Libc incompatibilities: when will they emerge?

@ruebe @dreadpirateshawn, to jump in and clarify a few things here:

A container image, in aggregate, is simply a root filesystem (snapshot) for a given process. This snapshot only encapsulates the userspace pieces (specifically, the filesystem).

It is correct that containers will use the kernel of the host where they are running. Just like normal processes running “bare” on the system would. They do not share libraries with the host or use a different kernel if the image is different. Each Docker container has its own set of libraries since each container has its own, unique root filesystem, but the kernel is always shared with the host.

Those libraries, including glibc, are in userspace. And the first rule of kernel maintenance, is “DO NOT BREAK USERSPACE”.

The kernel is generally quite good about providing backwards compatibility of interfaces (e.g. syscalls) across subsequent versions. If they don’t, it’s a (high priority) bug.

So, running a ubuntu:12.04 container on a more modern kernel, is generally very safe if original and target kernels are both vanilla. You ask, however, about the opposite case of running a ubuntu:16.04 application on a Ubuntu 12.04 (you don’t say precisely which version, I guess something like 3.13.11?). That’s unsafe, but it doesn’t mean applications you run will necessarily fail out of the gate. Many applications (nginx, $YOUR_WEBAPP, etc.) don’t rely on recent kernel features.
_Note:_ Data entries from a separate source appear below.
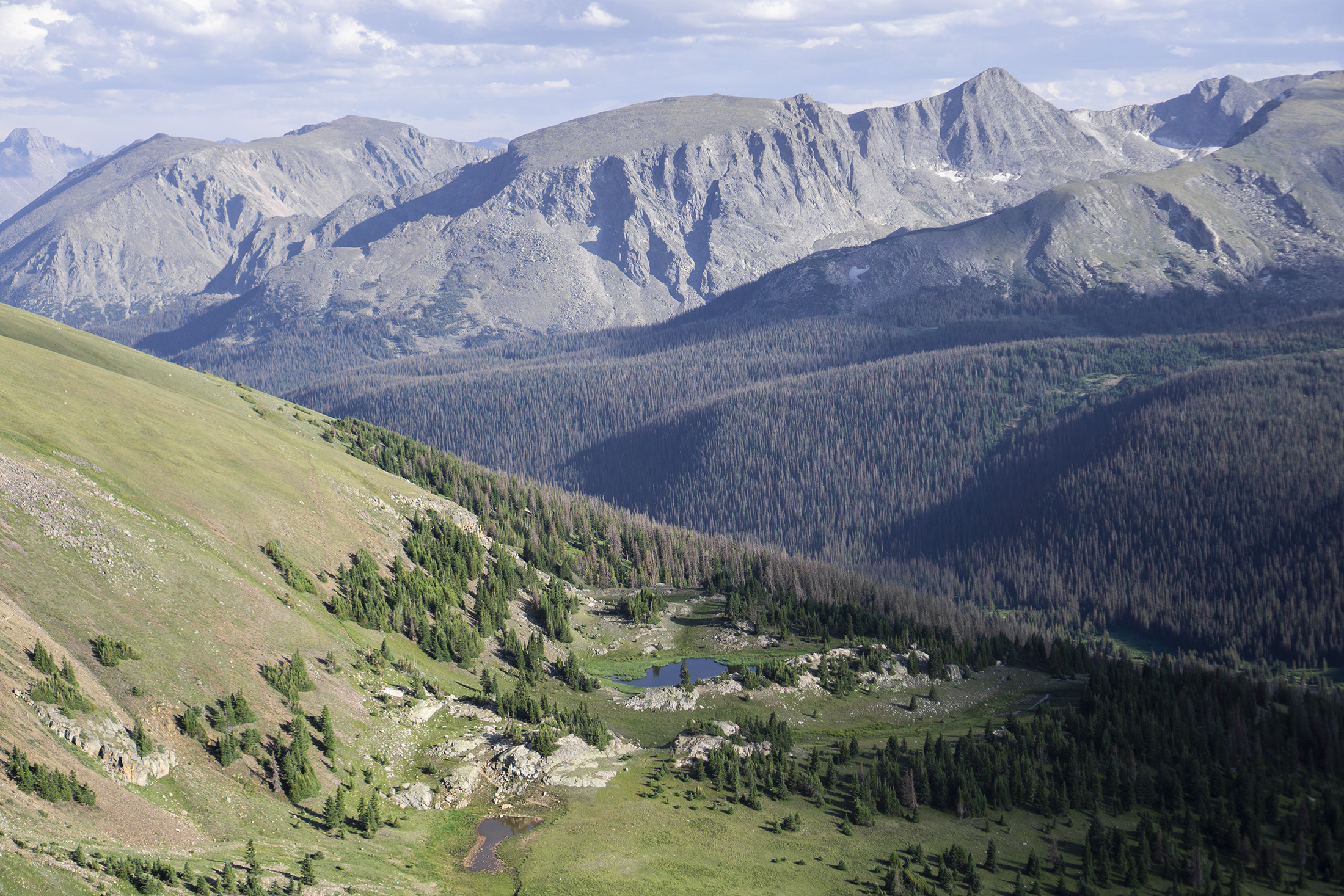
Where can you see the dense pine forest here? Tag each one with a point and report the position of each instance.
(1140, 483)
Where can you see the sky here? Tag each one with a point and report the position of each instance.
(103, 73)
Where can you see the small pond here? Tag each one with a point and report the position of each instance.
(489, 834)
(671, 673)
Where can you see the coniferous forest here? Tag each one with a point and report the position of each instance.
(1178, 486)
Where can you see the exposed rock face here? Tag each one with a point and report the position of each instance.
(1245, 216)
(690, 747)
(1206, 118)
(667, 699)
(160, 218)
(459, 786)
(574, 763)
(415, 796)
(468, 711)
(106, 740)
(30, 163)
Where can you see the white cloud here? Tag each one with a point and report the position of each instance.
(770, 10)
(347, 35)
(106, 71)
(452, 11)
(596, 15)
(23, 35)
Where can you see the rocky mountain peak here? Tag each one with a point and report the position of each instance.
(648, 125)
(30, 163)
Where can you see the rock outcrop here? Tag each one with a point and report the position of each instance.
(106, 740)
(664, 699)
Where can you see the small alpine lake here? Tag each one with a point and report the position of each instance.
(663, 676)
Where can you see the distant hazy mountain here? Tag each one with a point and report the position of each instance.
(158, 219)
(30, 163)
(1265, 213)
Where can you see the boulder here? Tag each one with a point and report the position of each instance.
(425, 711)
(696, 746)
(668, 699)
(417, 796)
(459, 786)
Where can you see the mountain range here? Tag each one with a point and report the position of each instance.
(960, 344)
(291, 258)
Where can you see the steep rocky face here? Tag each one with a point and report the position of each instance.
(1203, 120)
(30, 163)
(1264, 213)
(160, 218)
(634, 216)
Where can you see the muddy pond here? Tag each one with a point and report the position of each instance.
(671, 673)
(489, 834)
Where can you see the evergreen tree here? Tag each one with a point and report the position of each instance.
(334, 812)
(43, 660)
(328, 731)
(370, 816)
(229, 879)
(229, 749)
(296, 770)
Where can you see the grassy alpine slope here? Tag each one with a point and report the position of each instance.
(139, 501)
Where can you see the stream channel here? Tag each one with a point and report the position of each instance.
(496, 831)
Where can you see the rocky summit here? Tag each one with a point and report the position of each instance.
(1261, 213)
If you look at the list of Linux system calls and when they were added, very few are added post-3.13. So that might explain why things seem to be working, but it doesn’t mean there aren’t nasty runtime bugs and errors lurking around the corner somewhere.

At any rate, you probably shouldn’t try to run applications targeted for future versions of the kernel on older ones, but I hope that helps explain more why they may seem to work.